If you own a motorcycle, you may have observed that the exhaust may become blue over time; this also occurs in some cars.


Heat from the exhaust gas can cause the exhaust pipe to become blue. The exhaust pipes are designed to withstand heat, but as temperatures increase, the metal of the exhaust starts to interact with the surrounding air and becomes blue, purple, or yellow.


The colour of the exhaust may increase as the exhaust system gets hotter, especially if the exhaust pops and bangs or backfires.


two exhaust pipes with blue, purple and yellow colours on them

Why Does an Exhaust Turn Blue?

Exhaust pipes becoming blue is a common occurrence. They go a blue colour due to the intense heat that travels through them.


  • Driving hard. When you increase the throttle, the engine burns more air and fuel, which means more heat is emitted which must all pass through the exhaust system, causing the exhaust to grow hotter.

  • Lean air/fuel ratio. Another possible reason of blue exhaust pipes is an engine with a lean air/fuel ratio. A lean air/fuel mixture with too little fuel will burn much hotter than a rich air/fuel ratio.


When an engine runs lean, the combustion chamber heats up dramatically, causing the exhaust travelling through the exhaust pipes to be far hotter than typical. Certain exhaust pipes may be more prone to discoloration depending on the kind of metal used.

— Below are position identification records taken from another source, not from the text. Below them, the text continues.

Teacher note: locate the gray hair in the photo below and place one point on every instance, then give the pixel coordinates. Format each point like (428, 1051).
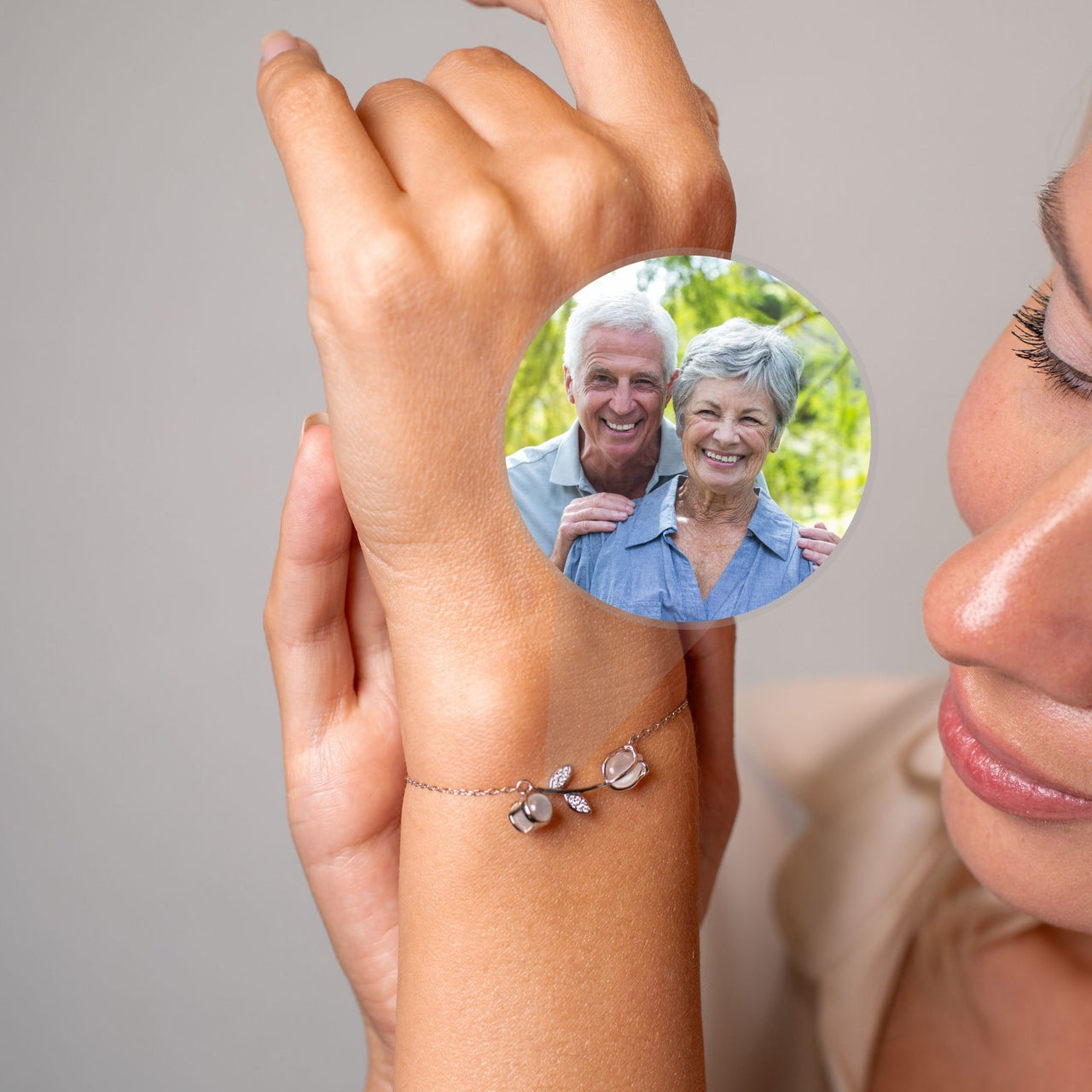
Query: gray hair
(764, 356)
(631, 311)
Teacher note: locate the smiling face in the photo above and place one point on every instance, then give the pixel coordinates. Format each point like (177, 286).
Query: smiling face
(619, 393)
(728, 433)
(1013, 609)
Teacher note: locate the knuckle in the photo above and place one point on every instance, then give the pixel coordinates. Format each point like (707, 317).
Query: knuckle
(293, 96)
(468, 62)
(346, 287)
(389, 93)
(483, 218)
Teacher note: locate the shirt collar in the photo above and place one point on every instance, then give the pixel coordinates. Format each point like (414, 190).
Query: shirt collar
(568, 471)
(566, 468)
(653, 515)
(650, 520)
(772, 527)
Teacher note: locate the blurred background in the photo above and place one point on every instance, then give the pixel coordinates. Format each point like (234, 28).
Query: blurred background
(819, 470)
(157, 366)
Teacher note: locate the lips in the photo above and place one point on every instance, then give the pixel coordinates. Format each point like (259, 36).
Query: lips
(721, 457)
(999, 779)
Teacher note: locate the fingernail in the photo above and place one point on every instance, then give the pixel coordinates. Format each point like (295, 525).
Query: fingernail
(276, 42)
(311, 420)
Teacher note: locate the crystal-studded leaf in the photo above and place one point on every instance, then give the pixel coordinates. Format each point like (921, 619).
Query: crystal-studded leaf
(561, 778)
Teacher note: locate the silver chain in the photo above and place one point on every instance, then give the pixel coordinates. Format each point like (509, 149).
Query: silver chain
(515, 788)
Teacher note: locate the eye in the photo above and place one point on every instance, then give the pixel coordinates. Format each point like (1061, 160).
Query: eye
(1031, 319)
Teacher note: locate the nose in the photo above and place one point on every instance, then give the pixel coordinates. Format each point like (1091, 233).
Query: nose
(726, 432)
(1018, 599)
(621, 400)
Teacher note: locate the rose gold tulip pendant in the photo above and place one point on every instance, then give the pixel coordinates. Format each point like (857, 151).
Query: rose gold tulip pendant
(621, 769)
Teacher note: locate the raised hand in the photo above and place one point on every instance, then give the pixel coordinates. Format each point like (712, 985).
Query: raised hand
(343, 763)
(443, 222)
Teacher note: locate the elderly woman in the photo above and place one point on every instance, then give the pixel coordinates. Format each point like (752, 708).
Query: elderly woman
(710, 544)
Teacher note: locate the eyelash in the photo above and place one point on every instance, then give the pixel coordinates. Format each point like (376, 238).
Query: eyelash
(1030, 320)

The heat induces oxidation, which alters the metal's colour. When heated to a high enough temperature, the metal may interact with the gas molecules around it. The final colour indicates how much the metal interacts with these components.


The base of the header pipes (manifold) will often have the most colour since that is where the heat is focused. As you go down the pipe towards the end of the exhaust system, the colour will most likely disappear.


Sometimes the pipe can go blue, purple, or even yellow.